Pour Razzy Hammadi, secrétaire national du PS chargé des services publics, la parole du chef de l'Etat «est démonétisée».

Revenant de trois jours à Berlin où il a rencontré des économistes du SPD allemand et des Jusos (jeunes socialistes allemands). Il analyse, dans Libérationles enjeux politiques du G20 et de la crise de l'Euro.

L'accélération des crises de l'euro et de l'Europe ne prend-elle pas le PS de court ?

Au contraire, nous sommes plutôt à l'aise sur la ligne du PS. Lorsqu'on demande que la Banque centrale européenne soit plus démocratique et mise au service de la croissance, tout est dit.

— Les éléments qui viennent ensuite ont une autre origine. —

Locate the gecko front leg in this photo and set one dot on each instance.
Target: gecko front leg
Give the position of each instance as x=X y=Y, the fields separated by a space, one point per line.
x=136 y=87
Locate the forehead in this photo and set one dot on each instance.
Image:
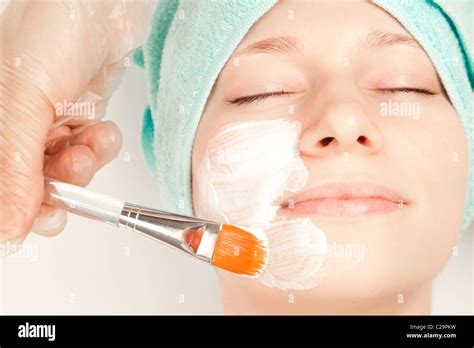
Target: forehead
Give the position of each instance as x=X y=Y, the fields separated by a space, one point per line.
x=322 y=25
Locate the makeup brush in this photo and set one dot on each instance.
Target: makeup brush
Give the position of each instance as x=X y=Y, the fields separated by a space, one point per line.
x=237 y=249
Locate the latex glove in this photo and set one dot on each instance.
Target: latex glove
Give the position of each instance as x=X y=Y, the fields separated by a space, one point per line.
x=61 y=61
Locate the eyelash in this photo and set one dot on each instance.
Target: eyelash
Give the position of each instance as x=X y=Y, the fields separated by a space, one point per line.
x=252 y=98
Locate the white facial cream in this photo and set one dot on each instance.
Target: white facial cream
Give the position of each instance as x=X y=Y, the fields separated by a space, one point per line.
x=247 y=166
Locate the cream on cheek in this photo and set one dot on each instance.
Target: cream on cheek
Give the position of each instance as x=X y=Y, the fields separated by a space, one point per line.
x=246 y=168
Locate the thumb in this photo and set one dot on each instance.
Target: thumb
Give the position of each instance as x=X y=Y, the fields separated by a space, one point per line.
x=25 y=118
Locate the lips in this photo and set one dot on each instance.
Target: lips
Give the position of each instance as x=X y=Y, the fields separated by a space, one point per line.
x=343 y=200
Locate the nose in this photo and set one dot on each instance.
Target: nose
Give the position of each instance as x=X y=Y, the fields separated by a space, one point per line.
x=340 y=126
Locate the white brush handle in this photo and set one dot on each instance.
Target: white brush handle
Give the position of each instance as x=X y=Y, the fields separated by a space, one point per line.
x=81 y=201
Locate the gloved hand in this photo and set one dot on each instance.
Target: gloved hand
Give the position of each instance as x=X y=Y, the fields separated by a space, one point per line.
x=61 y=61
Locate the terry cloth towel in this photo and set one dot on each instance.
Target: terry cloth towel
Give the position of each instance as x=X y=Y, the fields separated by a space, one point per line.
x=191 y=40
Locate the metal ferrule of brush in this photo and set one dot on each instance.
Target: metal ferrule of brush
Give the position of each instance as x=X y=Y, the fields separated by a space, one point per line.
x=191 y=235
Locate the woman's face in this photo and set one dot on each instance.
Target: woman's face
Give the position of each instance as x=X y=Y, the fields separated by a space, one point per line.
x=372 y=110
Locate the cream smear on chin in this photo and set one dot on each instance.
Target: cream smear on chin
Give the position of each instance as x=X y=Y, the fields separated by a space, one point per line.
x=246 y=168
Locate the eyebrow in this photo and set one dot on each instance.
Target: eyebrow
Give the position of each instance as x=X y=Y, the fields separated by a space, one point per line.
x=289 y=44
x=275 y=44
x=377 y=38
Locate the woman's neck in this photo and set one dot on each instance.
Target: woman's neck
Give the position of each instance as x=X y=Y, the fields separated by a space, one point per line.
x=242 y=296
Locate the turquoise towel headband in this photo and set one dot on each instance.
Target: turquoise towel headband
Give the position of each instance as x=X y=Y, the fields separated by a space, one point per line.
x=191 y=40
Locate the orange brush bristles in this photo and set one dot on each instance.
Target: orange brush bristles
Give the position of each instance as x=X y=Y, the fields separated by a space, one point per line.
x=240 y=252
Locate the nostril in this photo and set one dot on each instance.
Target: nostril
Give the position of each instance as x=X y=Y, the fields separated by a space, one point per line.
x=363 y=140
x=326 y=141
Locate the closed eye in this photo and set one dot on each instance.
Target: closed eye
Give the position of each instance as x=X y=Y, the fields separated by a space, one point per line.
x=252 y=98
x=405 y=90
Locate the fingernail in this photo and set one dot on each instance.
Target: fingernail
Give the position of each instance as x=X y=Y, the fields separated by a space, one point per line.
x=82 y=164
x=50 y=223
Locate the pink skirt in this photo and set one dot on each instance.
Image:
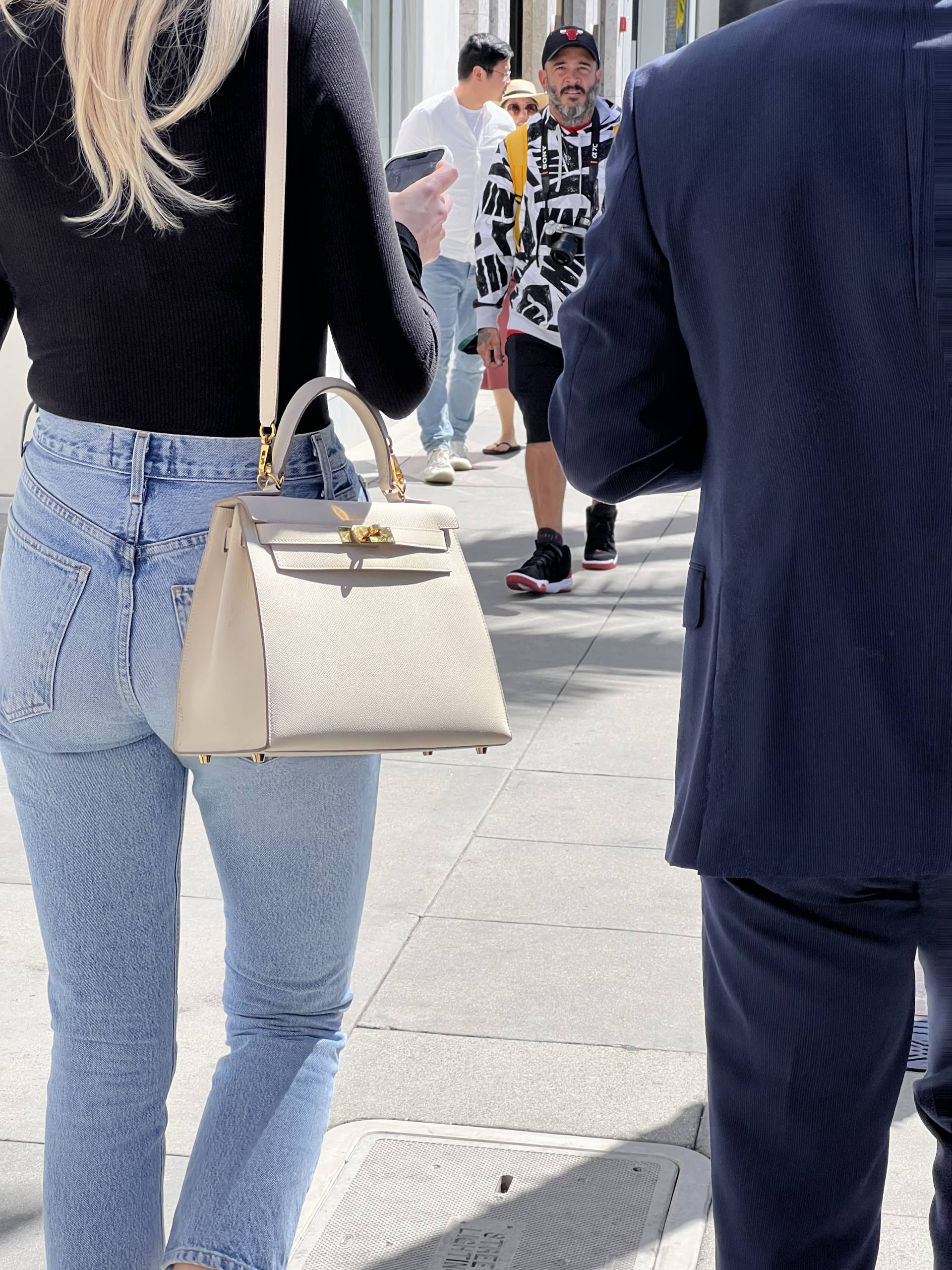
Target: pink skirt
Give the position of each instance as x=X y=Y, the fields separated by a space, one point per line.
x=498 y=377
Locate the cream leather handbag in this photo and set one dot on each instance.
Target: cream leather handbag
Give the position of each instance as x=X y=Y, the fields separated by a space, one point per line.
x=324 y=628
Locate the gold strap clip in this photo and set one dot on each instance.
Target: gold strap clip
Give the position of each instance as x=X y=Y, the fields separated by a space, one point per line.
x=266 y=474
x=366 y=535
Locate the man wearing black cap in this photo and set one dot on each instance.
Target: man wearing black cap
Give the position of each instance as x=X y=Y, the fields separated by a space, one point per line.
x=545 y=190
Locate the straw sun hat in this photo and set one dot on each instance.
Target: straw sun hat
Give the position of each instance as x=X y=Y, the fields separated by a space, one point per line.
x=520 y=89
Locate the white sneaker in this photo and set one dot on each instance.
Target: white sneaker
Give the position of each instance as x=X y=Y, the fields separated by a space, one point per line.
x=459 y=457
x=440 y=469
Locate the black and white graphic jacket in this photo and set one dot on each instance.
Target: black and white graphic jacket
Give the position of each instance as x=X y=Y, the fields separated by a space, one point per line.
x=541 y=285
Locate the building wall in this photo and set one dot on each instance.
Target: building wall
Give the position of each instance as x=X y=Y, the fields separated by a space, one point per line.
x=484 y=16
x=440 y=40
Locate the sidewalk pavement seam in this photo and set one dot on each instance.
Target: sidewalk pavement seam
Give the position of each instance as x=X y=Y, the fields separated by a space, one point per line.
x=570 y=842
x=556 y=926
x=529 y=1040
x=561 y=842
x=546 y=771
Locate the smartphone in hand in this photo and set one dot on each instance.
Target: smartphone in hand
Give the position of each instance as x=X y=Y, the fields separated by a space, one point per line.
x=405 y=171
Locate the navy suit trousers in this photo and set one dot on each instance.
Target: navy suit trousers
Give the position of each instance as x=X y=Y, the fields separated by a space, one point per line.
x=810 y=994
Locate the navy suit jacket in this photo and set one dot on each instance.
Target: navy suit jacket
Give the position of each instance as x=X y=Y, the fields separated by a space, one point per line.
x=769 y=316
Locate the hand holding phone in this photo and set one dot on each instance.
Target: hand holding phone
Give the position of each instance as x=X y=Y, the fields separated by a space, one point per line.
x=405 y=171
x=423 y=209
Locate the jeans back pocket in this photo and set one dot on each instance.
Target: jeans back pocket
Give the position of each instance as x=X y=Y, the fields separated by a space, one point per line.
x=39 y=595
x=182 y=600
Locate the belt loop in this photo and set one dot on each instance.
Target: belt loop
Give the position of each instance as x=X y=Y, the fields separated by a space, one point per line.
x=320 y=448
x=139 y=466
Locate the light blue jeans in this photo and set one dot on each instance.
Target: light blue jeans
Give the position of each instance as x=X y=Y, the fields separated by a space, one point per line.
x=450 y=407
x=103 y=545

Idem lorsqu'on évoque un redressement des comptes publics indissociable d'une politique de croissance. Là dessus, nous sommes d'accord avec le SPD et les autres partis sociaux démocrates. Entre ceux qui, notamment à gauche, disent : «La dette n'existe pas» pas et la droite qui ne fait que rajouter de l'austérité à l'austérité, la troisième voie que nous défendons est la seule crédible...

... Et pas les propositions du «directoire» incarné par Nicolas Sarkozy et Angela Merkel ?

Avec leur potion amère et la seule rigueur comme credo, ils ne font que reprendre le slogan de Thatcher : «There is no alternative». Or, pour rétablir les comptes publics et relancer la croissance, il faut une BCE qui a le pouvoir d'emprunter, de racheter la dette et de diffuser de la monnaie. Mais aussi une politique d'investissements massifs, notamment dans les grandes infrastructures. En n'imposant que des sacrifices, le plan imposé à la Grèce par la troïka -le FMI, la Commission européenne et la Banque centrale européenne- est bancal et nous fait donc tourner en rond. Il faut déployer un bouclier transitoire pour aider les Grecs à sortir la tête de l'eau en leur donnant une perspective d'avenir.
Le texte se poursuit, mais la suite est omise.